Region based stratification is the easiest to modify. This can be done by providing additional or different stratification BED files. In the output SQLite database file, the Region Stratification Name field will reflect the BED file name. Please ensure that the any provided BED file is compatible with the reference FASTA file and query and test VCF files.

Variant type stratification by default produces results for only SNPs, only INDELs, or both of these types bundled together.

Filter stratification specifies how to treat variants that have a non-passing filter value. “All” means apply all filters, i.e. variants with non-passing filter values are excluded. “None” means “ignore all filters”, i.e. variants with non-passing filter values are included in the calculation. By default, results are produced for both of these options.

The parameter which controls the character stratification is a list of selection expressions which are passed to the bcftools view tool to create subsets of variants.
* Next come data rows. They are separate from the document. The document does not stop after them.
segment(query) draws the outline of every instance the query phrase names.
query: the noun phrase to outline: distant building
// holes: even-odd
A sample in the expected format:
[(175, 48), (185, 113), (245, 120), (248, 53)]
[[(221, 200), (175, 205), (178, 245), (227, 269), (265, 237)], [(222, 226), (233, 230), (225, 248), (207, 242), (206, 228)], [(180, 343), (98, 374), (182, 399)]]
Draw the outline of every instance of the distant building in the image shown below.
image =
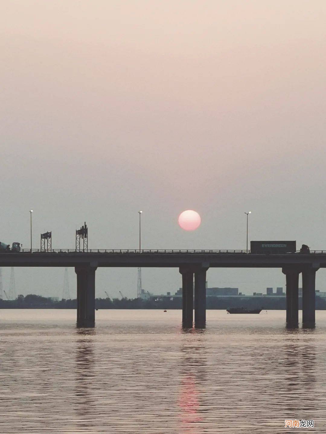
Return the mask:
[(142, 300), (149, 300), (152, 296), (152, 294), (145, 289), (142, 289), (140, 293), (140, 298)]
[(238, 288), (207, 288), (206, 289), (206, 296), (208, 297), (237, 295), (239, 295)]

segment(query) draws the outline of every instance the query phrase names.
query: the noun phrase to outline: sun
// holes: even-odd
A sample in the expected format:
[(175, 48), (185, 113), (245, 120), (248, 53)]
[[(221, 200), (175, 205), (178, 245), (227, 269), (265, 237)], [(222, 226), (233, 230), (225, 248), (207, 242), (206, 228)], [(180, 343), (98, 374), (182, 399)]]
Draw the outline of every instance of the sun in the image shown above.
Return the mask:
[(194, 230), (201, 224), (201, 216), (193, 210), (187, 210), (179, 216), (178, 222), (184, 230)]

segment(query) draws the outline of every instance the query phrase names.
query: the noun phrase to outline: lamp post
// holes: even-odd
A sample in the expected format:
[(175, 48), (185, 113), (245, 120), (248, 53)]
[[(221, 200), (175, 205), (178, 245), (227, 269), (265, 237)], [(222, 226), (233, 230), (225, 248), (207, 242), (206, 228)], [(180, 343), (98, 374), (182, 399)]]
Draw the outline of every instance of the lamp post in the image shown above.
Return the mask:
[(142, 211), (138, 211), (138, 214), (139, 214), (139, 253), (140, 253), (140, 250), (141, 250), (141, 237), (141, 237), (141, 224), (140, 224), (140, 216), (141, 216), (141, 215), (142, 212)]
[(33, 210), (30, 210), (30, 253), (32, 253), (32, 213), (33, 212)]
[(247, 253), (248, 253), (248, 216), (251, 214), (251, 211), (248, 211), (247, 213), (245, 213), (247, 214)]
Each expression is taken as a separate stratification category. You may add or remove expressions, but make sure that all of the necessary fields are present in the two-column VCF file with the benchmarking results.

To modify a Character stratification parameter:

Navigate to the draft task page.
Go to the Define App Settings tab.
Click the plus icon next to Stratification expressions.
Add a new expression into the empty field.